I can’t say I liked Turbo Kid, especially. I get that the gore is done for humor’s sake. And it did make me laugh a number of times. And Apple is an irresistible character. But I generally like films with more heft — something more like Don Coscarelli directs. But what else do you expect from a romp? I am glad I watched it — twice.
So I definitely don’t think this was a bad film. It worked remarkably well. And the cast was great. They certainly take the sting out of what is mostly an uninspired script. But even bad acting wouldn’t have killed this film. It’s so much what it intends to be. The directors (François Simard, Anouk Whissell, and Yoann-Karl Whissell) and cinematographer (Jean-Philippe Bernier) have a good visual sense. The film looks great. It’s cut fast (in some cases too fast, I’m afraid). Above all, it works.
You Might Like Turbo Kid
Whether any given person will like the film is hard to say. If you think that excessive gore is funny, then it’s a no-brainer: see it at once. And if you like film as film and appreciate craftsmanship, it’s worth checking out. Sadly, if the gore is a problem for you, the sweet relationship between The Kid and Apple probably won’t overcome it. But if you are able to meet this film on its own terms, you can’t help but be happy to have spent an hour and a half with it.

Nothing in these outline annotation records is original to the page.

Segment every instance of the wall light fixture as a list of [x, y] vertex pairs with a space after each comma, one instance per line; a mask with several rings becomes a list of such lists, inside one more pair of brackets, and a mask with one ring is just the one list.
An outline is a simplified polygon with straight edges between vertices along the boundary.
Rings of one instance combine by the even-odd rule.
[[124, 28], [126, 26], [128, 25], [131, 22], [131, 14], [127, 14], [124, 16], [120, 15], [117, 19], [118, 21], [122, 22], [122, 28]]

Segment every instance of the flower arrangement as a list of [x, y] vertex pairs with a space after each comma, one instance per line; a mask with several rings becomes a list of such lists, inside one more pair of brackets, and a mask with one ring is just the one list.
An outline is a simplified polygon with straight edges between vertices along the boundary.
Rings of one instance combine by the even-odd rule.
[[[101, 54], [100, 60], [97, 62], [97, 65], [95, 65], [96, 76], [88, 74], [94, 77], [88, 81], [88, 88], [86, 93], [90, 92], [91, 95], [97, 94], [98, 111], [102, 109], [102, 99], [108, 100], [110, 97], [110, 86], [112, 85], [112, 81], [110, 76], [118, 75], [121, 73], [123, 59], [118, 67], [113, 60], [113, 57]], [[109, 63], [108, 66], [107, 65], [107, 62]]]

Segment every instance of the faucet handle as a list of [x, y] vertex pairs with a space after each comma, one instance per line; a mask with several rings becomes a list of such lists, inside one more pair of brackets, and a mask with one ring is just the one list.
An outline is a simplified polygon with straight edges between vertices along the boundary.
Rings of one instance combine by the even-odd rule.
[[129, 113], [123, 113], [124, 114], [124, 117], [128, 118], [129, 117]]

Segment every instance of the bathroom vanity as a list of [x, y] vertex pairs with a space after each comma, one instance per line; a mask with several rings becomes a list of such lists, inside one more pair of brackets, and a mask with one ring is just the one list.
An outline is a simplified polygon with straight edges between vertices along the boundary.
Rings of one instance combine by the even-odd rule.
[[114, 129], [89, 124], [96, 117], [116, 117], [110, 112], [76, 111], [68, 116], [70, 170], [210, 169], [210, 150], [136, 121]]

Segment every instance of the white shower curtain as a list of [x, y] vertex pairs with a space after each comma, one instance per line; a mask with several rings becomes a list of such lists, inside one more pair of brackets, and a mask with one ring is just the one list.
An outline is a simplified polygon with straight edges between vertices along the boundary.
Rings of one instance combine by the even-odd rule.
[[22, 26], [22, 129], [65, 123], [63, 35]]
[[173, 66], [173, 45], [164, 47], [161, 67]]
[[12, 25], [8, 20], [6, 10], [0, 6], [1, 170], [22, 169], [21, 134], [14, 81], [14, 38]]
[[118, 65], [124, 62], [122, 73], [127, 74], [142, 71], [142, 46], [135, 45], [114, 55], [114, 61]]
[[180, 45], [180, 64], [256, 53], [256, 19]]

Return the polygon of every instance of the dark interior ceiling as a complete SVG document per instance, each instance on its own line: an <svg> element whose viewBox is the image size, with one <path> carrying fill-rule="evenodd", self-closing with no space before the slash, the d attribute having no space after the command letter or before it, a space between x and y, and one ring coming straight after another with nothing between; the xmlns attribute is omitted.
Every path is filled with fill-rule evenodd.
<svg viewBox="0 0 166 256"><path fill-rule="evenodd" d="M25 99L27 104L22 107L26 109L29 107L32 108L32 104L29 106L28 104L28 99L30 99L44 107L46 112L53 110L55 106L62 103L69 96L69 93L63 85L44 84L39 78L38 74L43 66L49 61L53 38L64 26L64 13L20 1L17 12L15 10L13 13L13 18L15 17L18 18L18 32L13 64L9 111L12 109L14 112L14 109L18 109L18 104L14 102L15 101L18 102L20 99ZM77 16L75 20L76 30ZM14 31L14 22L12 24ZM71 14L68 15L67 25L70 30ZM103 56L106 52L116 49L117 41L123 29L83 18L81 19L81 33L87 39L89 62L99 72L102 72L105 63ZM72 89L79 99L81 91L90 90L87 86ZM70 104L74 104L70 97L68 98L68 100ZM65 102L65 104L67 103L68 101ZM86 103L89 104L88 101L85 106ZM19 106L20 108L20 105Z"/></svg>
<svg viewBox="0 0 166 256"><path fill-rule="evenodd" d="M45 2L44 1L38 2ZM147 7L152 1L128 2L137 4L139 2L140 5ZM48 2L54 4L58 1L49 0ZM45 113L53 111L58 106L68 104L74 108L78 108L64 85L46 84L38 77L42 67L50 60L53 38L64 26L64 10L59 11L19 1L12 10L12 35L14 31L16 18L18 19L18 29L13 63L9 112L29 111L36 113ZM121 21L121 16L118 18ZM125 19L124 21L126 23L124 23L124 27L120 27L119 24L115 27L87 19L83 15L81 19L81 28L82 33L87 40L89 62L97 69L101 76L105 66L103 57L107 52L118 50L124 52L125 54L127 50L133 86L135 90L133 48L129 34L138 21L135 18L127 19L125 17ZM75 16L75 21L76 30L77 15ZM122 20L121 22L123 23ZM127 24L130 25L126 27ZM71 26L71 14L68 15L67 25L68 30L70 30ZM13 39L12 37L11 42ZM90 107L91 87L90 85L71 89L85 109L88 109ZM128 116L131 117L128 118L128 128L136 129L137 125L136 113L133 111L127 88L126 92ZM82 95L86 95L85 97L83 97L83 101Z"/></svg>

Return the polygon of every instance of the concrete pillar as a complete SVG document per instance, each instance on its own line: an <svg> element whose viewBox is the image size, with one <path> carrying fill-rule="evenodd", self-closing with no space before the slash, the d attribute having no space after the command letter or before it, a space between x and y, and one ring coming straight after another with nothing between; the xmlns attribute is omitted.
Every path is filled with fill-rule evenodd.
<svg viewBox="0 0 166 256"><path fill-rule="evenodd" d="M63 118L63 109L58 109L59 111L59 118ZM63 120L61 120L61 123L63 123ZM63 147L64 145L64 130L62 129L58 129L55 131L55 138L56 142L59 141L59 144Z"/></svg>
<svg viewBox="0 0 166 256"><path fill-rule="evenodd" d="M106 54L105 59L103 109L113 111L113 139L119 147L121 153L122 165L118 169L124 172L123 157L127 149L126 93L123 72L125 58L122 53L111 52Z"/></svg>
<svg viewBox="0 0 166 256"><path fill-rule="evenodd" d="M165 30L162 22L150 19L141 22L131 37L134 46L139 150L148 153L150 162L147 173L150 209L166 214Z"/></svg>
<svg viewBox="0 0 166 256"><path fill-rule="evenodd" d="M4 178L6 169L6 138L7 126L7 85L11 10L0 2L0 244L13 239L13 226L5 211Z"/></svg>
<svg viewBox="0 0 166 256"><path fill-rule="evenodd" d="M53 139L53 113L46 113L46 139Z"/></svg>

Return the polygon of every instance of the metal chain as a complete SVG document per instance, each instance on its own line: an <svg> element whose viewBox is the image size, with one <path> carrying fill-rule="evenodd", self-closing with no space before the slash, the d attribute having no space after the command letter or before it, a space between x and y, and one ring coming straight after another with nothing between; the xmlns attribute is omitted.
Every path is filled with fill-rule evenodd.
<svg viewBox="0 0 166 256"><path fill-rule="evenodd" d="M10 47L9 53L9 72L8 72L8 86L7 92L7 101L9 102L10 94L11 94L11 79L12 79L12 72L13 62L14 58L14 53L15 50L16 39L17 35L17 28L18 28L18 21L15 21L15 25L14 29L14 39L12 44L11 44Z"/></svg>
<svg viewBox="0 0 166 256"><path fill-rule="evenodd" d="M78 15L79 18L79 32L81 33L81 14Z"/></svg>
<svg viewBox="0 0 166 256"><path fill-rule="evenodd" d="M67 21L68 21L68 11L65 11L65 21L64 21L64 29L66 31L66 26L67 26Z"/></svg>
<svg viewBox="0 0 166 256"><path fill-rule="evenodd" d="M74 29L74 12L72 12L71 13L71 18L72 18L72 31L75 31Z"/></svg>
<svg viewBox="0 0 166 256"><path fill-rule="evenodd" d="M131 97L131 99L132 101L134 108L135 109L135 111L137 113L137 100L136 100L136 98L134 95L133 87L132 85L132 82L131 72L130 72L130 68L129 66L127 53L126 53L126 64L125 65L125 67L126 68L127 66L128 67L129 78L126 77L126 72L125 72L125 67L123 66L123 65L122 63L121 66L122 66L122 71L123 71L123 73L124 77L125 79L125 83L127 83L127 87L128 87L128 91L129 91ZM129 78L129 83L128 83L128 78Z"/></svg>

Information about the movie itself:
- Release date: January 2015
- Length: 95 minutes
- MPAA Rating: NR (probably R if it had been, and with a couple of tweaks PG-13)
- Aspect Ratio: 2.35:1
- Film: 35 mm color
I must provide my usual disclaimer: even the smallest of films involve Obviously, so many more people are involved in the making of a film. But here are some of the most important:
- Director: François Simard, Anouk Whissell, and Yoann-Karl Whissell
- Producer: Benoit Beaulieu, Anne-Marie Gélinas, Tim Riley, and Ant Timpson
- Screenwriter: François Simard, Anouk Whissell, and Yoann-Karl Whissell
- Cinematographer: Jean-Philippe Bernier
- Editor: Luke Haigh
- Composer: Jean-Philippe Bernier and Jean-Nicolas Leupi
- Actors: Munro Chambers, Laurence Leboeuf, Aaron Jeffery, and Michael Ironside
 The song is “Thunder in Your Heart” by John Farnham. The rest of the soundtract is by the band Le Matos (made up crew members, I think), which does an excellent job of maintaining that mid-80s techno-pop feel. They manage to wrap the entire film in a blanket of the worst period in music history without making me wretch. Of course, it helps that it goes along with the kitschy charm of the film.